Adaptive hybrid control system using a recurrent RBFN-based self-evolving fuzzy-neural-network for PMSM servo drives

An adaptive hybrid control system using RRSEFNN for PMSM servo drive is proposed.The computed torque control is designed to stabilize the PMSM servo drive.The RRSEFNN is used to estimate the nonlinear lumped uncertainty of the PMSM drive.The online adaptive laws are derived using the Lyapunov stability analysis.All control algorithms are implemented using TMS320C31 DSP-based control computer.

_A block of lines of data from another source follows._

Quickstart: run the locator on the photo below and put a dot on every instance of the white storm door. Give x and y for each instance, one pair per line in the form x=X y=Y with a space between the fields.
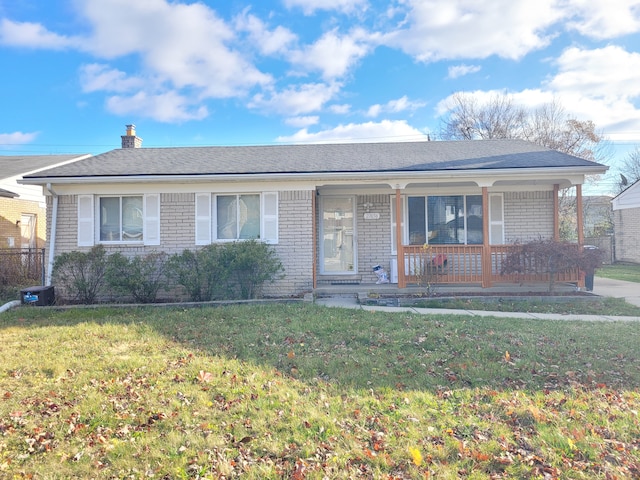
x=337 y=234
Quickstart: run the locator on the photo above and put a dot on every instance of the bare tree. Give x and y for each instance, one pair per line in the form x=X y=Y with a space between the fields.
x=501 y=117
x=468 y=120
x=547 y=125
x=629 y=170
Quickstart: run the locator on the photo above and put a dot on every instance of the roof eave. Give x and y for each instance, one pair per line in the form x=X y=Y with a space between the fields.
x=387 y=176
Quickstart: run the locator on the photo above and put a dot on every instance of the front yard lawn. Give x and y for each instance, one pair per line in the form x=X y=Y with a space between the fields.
x=628 y=272
x=301 y=391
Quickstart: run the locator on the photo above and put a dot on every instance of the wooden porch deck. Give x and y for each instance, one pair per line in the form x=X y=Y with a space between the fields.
x=474 y=264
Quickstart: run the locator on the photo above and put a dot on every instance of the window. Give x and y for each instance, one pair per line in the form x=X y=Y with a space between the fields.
x=238 y=217
x=119 y=219
x=447 y=219
x=230 y=217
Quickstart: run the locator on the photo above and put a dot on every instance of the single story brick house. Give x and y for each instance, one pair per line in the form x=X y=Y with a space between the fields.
x=23 y=207
x=626 y=224
x=331 y=211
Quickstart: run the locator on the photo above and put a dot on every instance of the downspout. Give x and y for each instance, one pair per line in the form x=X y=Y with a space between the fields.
x=52 y=233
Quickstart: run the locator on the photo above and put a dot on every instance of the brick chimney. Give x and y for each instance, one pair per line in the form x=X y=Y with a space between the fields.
x=130 y=140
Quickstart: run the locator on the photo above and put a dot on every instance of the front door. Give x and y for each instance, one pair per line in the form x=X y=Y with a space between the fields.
x=337 y=231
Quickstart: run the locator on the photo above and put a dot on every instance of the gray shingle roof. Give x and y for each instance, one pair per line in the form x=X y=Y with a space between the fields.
x=319 y=158
x=10 y=166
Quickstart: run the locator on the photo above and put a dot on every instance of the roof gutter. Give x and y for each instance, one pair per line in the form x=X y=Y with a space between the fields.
x=319 y=176
x=52 y=233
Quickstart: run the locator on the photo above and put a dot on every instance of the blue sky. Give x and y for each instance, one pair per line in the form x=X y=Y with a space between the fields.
x=240 y=72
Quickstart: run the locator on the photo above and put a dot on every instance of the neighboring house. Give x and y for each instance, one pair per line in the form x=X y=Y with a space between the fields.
x=329 y=210
x=23 y=207
x=626 y=221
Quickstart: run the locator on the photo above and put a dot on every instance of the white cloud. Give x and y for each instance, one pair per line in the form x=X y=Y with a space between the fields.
x=267 y=41
x=333 y=54
x=401 y=104
x=448 y=29
x=300 y=122
x=98 y=77
x=340 y=109
x=296 y=100
x=384 y=131
x=17 y=138
x=164 y=107
x=603 y=19
x=309 y=7
x=462 y=70
x=610 y=72
x=598 y=85
x=186 y=45
x=32 y=35
x=601 y=85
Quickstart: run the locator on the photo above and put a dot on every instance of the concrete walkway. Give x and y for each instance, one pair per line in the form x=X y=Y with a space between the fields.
x=602 y=286
x=607 y=287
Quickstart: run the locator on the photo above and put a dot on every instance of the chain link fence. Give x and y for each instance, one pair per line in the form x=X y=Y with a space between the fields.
x=22 y=266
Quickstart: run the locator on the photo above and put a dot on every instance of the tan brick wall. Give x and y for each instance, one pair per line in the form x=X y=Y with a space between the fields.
x=295 y=248
x=177 y=216
x=528 y=216
x=11 y=210
x=627 y=235
x=374 y=236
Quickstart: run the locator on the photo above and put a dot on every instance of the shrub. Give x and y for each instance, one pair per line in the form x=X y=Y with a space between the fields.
x=141 y=277
x=250 y=264
x=81 y=274
x=225 y=271
x=551 y=257
x=200 y=272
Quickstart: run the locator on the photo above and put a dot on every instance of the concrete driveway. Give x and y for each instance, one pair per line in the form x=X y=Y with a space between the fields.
x=607 y=287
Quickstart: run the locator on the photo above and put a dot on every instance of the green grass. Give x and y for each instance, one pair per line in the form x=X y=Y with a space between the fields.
x=307 y=392
x=630 y=273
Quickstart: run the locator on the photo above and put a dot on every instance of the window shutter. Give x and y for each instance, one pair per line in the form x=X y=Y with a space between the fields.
x=394 y=250
x=203 y=218
x=151 y=233
x=270 y=217
x=86 y=232
x=496 y=219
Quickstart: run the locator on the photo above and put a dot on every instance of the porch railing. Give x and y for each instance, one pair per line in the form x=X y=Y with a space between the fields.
x=458 y=264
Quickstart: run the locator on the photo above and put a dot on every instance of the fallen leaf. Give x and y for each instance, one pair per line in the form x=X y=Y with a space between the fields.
x=204 y=377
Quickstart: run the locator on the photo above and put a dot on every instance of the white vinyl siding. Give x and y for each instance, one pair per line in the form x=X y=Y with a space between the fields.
x=85 y=221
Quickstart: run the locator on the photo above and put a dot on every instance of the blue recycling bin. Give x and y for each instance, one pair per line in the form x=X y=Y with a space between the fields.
x=41 y=296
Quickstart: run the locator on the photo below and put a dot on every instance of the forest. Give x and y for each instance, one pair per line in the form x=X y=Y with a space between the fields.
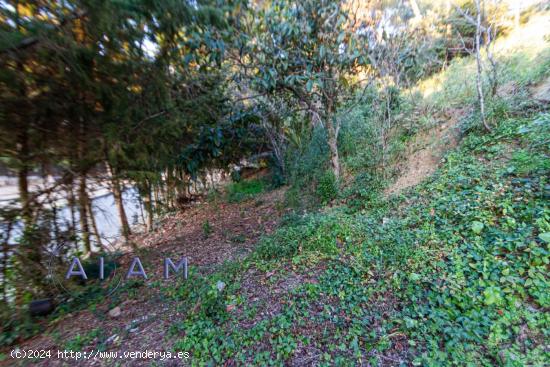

In this paper, an adaptive hybrid control system (AHCS) based on the computed torque control for permanent-magnet synchronous motor (PMSM) servo drive is proposed. The proposed AHCS incorporating an auxiliary controller based on the sliding-mode, a recurrent radial basis function network (RBFN)-based self-evolving fuzzy-neural-network (RRSEFNN) controller and a robust controller. The RRSEFNN combines the merits of the self-evolving fuzzy-neural-network, recurrent-neural-network and RBFN. Moreover, it performs the structure and parameter-learning concurrently. Furthermore, to relax the requirement of the lumped uncertainty, an adaptive RRSEFNN uncertainty estimator is used to adaptively estimate the non-linear uncertainties online, yielding a controller that tolerate a wider range of uncertainties. Additionally, a robust controller is proposed to confront the uncertainties including approximation error, optimal parameter vector and higher order term in Taylor series. The online adaptive control laws are derived based on the Lyapunov stability analysis, so that the stability of the AHCS can be guaranteed. A computer simulation and an experimental system are developed to validate the effectiveness of the proposed AHCS. All control algorithms are implemented in a TMS320C31 DSP-based control computer. The simulation and experimental results confirm that the AHCS grants robust performance and precise dynamic response regardless of load disturbances and PMSM uncertainties.